Il était six heures du matin, un peu de brume voilait l’horizon, mais l’air était doux, et le thermomètre marquait 20 degrés Réaumur, ce qui dut être jadis la température du paradis terrestre. La pirogue, manœuvrée par quatre vigoureux Mosquites, traversa d’abord les nombreux îlots de roseaux, de nénufars et de cannes sauvages qui obstruent l’entrée du San-Juan, et tout à coup elle se trouva dans le lit du fleuve. Ce grand desaguadero[1] était alors à son plus bas étiage, et cette partie de son cours est la plus encombrée de sables et de vase. Il me semblait cependant, à en juger par la profondeur où pénétraient les perches dont se servaient les rameurs, qu’il avait encore en moyenne de quatre à cinq pieds d’eau en dehors du courant, évité à dessein. Quant à sa physionomie générale, qu’on se figure une nappe d’eau large comme la Seine en face du Louvre, mais coulant à pleins bords entre deux murailles d’épaisses forêts. Pas la moindre trace de rivage, pas la moindre échappée ouvrant sur un second plan ; un simple rideau de verdure compacte laissant traîner dans l’eau ses lianes serrées comme des filets et ses panaches fatigués de leur grandeur. Au sommet surgissaient des feuillages nouveaux pour mes yeux, dont l’un me frappa par son vaste développement circulaire ; c’était le papayer. L’ornement le plus saillant et le plus pittoresque des deux rives consistait en des milliers de palmiers sans tiges qui, presque du niveau du fleuve, épanouissaient en marabouts des bouquets de palmes de vingt ou trente pieds de long, dont le vert tendre mêlé de rouge tranchait sur le fond plus uniforme et plus sombre du massif.

Le cours du San-Juan est très sinueux ; la perspective changeait à chaque coup de pagaie. Des îles nombreuses divisaient les eaux, tantôt couvertes d’arbres, tantôt s’arrondissant en collines tapissées de joncs assez touffus pour figurer des croupes de velours vert. Parfois un tronc renversé barrait le chemin, n’attendant que les premières crues pour être emporté. Des bouquets de fleurs énormes, presque toujours disposées en régimes, se penchaient jusqu’à nous pour être cueillies à coup de machete.
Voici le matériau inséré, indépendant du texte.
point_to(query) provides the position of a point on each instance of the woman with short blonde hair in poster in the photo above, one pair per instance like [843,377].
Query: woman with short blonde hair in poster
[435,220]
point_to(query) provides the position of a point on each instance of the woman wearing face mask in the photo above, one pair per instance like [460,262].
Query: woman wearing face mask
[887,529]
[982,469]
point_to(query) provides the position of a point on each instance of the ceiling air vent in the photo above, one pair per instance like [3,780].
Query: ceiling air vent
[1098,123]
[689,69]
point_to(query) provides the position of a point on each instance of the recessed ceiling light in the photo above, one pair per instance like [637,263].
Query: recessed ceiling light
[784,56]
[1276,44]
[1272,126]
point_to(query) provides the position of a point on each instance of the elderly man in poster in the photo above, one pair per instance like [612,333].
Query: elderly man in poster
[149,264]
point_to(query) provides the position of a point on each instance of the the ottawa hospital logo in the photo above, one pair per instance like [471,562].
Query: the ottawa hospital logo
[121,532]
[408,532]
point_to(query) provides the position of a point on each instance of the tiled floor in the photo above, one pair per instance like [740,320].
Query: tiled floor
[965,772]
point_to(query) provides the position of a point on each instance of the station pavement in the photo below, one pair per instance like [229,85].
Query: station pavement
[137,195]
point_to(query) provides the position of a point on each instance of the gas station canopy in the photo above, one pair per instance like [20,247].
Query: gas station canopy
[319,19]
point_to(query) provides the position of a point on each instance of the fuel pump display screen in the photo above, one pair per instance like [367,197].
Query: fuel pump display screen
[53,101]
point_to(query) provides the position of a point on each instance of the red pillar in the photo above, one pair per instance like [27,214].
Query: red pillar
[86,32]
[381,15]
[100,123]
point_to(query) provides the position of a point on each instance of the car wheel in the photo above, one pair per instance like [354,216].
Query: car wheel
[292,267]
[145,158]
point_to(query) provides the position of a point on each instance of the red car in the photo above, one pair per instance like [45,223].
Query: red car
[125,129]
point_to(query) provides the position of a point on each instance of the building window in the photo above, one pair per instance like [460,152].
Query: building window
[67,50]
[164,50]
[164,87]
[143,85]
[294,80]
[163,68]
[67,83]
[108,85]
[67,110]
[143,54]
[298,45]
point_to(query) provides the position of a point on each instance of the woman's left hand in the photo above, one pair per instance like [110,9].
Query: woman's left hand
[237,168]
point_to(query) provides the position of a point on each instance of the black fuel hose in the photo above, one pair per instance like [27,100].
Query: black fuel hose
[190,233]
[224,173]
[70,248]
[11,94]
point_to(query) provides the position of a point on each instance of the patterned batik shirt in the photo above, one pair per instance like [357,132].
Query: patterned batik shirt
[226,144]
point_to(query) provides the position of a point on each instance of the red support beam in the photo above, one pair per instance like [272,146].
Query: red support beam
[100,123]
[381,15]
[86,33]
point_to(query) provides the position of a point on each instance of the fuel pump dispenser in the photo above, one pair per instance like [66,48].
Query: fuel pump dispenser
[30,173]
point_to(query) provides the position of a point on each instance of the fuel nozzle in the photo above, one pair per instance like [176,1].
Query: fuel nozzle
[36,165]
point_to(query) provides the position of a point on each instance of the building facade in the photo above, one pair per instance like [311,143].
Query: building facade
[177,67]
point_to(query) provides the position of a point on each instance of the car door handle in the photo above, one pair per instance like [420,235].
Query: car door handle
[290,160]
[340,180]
Quelques oiseaux rasaient les flots, mais ne chantaient pas ; tout était silence, calme profond, voûtes ombreuses et verdure sans fin. Et perdu dans ces solitudes sans écho, je songeais involontairement à ces poétiques allégories du bonheur

  1. C’est le nom que lui donnent les anciennes cartes espagnoles. Ce mot signifie épanchement, exutoire, et indique nettement le rôle que joue le San-Juan à l’égard du lac de Nicaragua.